O azul da caixinha sem alças confundia-se com o céu de turmalina e com a memória fugidia da mulher. Mais um dia, um corpo miúdo batia asas em direção ao desconhecido, carregado por quem lhe dera um nome. Os ombros suportam a dor e o peso da cena que se repete naquela geografia deserta e seca de Morada Velha. Quantos merecem vingar, Senhor. Ela que já perdeu tanto. Quem vai alimentar a terra, ver as raízes crescerem, os frutos colhidos no estômago dos seus.

Quem vai continuar a sina, ler as pedras de sal, emoldurar o horizonte, acalentar o porvir. Tem sido assim a passagem do tempo. Desde que nasceu, não há espinho que mereça ter a ponta afiada em meio a essa incerteza. Ainda ontem passou em revista as fileiras plantadas na campina, viu que os olhos ameaçam romper com a cegueira do subsolo, experimentar o ar que as aves respiram, crescerem na direção sul. Ela sabe que o poente não nasceu para todos, apenas os de pulmões simétricos e saudáveis podem desfrutar dos tons alaranjados que tingem a vista.

A crença tem falhado, a sede permanece, a vida insiste, ameaça brotar. Brota. É disso que se alimenta todo santo dia, inclina-se a permanecer onde sempre esteve, esta paisagem é só mais uma igual a tantas outras neste vasto mundo. Se o Senhor a plantou ali, e sobreviveu, deve ser porque merecia vingar, beber a seiva da terra que a pariu. Os que vingaram hão de prolongar o movimento dos pássaros que sobrevoam esta região, foi para isso que nasceram, acredita.

Tarefa difícil, reconheço, afinal os pássaros têm uma arquitetura diferente, nascem determinados a voar a certa altura e velocidade, alguns migram. Esses são mais afeitos à mudança da mecânica do voo. Ela, não. Quando crescem, adquirem cabelos esvoaçantes e dançam com o vento da tarde, que passa sempre ali, sem turbulências. Quando chegam aprendem a brincar com as fibras colhidas no caminho entre a casa e o açude, que, mesmo seco, não perde o sentido.
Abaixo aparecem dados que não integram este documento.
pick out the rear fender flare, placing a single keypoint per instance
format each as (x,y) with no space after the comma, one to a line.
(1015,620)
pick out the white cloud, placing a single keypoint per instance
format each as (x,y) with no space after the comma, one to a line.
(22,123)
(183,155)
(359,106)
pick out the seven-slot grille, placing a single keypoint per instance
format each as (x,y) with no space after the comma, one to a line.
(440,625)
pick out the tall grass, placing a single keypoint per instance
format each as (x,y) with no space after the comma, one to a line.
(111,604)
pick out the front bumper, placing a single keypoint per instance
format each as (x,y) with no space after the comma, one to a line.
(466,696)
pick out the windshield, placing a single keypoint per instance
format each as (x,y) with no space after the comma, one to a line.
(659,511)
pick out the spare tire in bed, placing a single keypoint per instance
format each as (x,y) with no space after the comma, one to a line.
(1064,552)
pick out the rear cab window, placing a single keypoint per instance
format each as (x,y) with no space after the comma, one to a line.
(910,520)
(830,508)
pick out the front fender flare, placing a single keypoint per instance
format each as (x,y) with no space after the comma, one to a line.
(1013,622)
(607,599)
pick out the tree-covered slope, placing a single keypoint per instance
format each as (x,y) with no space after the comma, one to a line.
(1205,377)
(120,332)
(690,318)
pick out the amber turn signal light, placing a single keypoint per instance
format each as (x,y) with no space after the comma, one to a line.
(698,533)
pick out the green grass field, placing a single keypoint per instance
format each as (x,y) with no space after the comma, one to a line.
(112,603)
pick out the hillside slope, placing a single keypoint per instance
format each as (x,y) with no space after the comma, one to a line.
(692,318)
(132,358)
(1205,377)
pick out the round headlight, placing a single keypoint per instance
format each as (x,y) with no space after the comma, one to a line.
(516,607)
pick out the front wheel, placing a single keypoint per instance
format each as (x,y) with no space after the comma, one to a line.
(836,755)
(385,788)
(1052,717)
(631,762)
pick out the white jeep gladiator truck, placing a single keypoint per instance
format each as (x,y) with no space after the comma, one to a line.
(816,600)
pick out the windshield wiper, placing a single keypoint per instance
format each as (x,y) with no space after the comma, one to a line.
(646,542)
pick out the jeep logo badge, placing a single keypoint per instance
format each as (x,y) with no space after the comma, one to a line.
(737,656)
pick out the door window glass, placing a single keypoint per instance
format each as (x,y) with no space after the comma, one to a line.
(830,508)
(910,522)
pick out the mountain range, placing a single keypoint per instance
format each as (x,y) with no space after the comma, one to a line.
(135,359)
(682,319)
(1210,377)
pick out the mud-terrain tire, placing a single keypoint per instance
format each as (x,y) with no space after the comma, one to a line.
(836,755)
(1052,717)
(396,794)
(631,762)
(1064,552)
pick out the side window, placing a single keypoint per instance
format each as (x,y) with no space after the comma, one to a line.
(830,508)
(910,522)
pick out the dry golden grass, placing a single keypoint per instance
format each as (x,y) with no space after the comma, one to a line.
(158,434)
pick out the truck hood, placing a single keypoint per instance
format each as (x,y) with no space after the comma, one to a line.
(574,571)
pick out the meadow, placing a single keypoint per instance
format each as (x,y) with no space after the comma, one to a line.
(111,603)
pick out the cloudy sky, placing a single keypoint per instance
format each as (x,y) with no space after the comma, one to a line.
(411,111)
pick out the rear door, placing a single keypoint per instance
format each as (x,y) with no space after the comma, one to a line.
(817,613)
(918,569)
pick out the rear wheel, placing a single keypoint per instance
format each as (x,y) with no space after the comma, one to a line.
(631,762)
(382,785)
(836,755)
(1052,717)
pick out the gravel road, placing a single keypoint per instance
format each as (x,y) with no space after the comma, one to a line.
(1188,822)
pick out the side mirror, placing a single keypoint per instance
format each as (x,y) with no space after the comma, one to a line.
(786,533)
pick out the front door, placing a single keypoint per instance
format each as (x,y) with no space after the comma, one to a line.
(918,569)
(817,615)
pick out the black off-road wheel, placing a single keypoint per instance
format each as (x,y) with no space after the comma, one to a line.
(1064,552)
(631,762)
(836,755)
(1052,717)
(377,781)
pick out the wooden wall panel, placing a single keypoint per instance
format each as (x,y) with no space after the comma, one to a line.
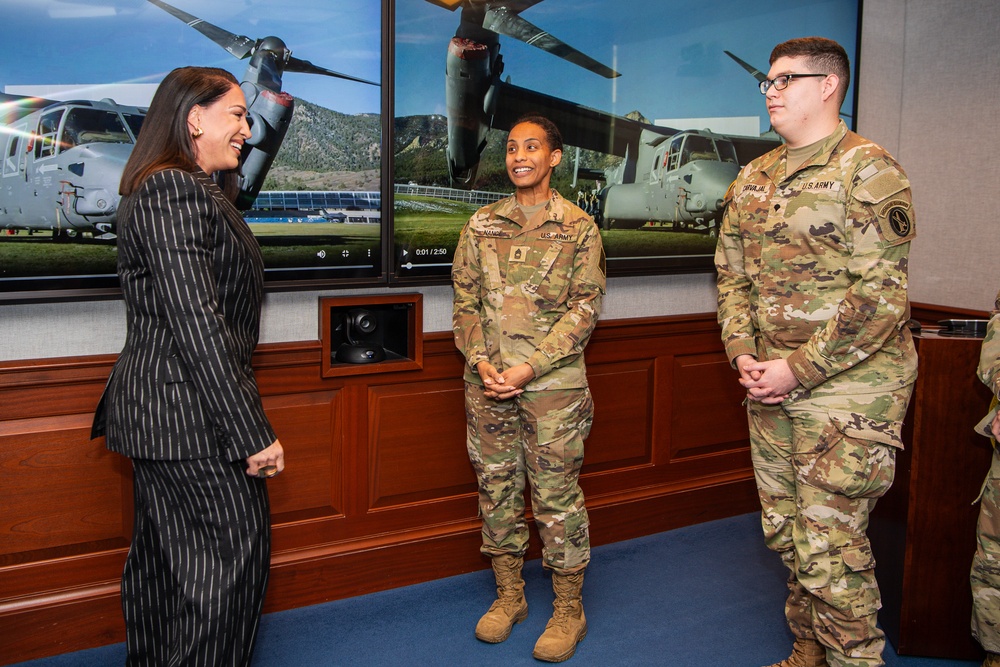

Tudo ali tem um nome, dado por ela, sem registro no cartório. Alguns são inventados, outros, velhos conhecidos. Alguns adquirem nomes de santos, outros, apelidos de até três sílabas. Alguns são conduzidos à cova antes mesmo de batizados. Não houve tempo suficiente entre a primeira e a última respiração. Outros sequer chegam de olhos abertos e pulmões em movimento. Já nasceram na escuridão onde devem permanecer. Está na hora de entrar, o dia caiu rápido, as aves de rapina passaram riscando o céu, uma estrela cadente amanhece, precisa se proteger, as pedras de sal anunciam a tempestade.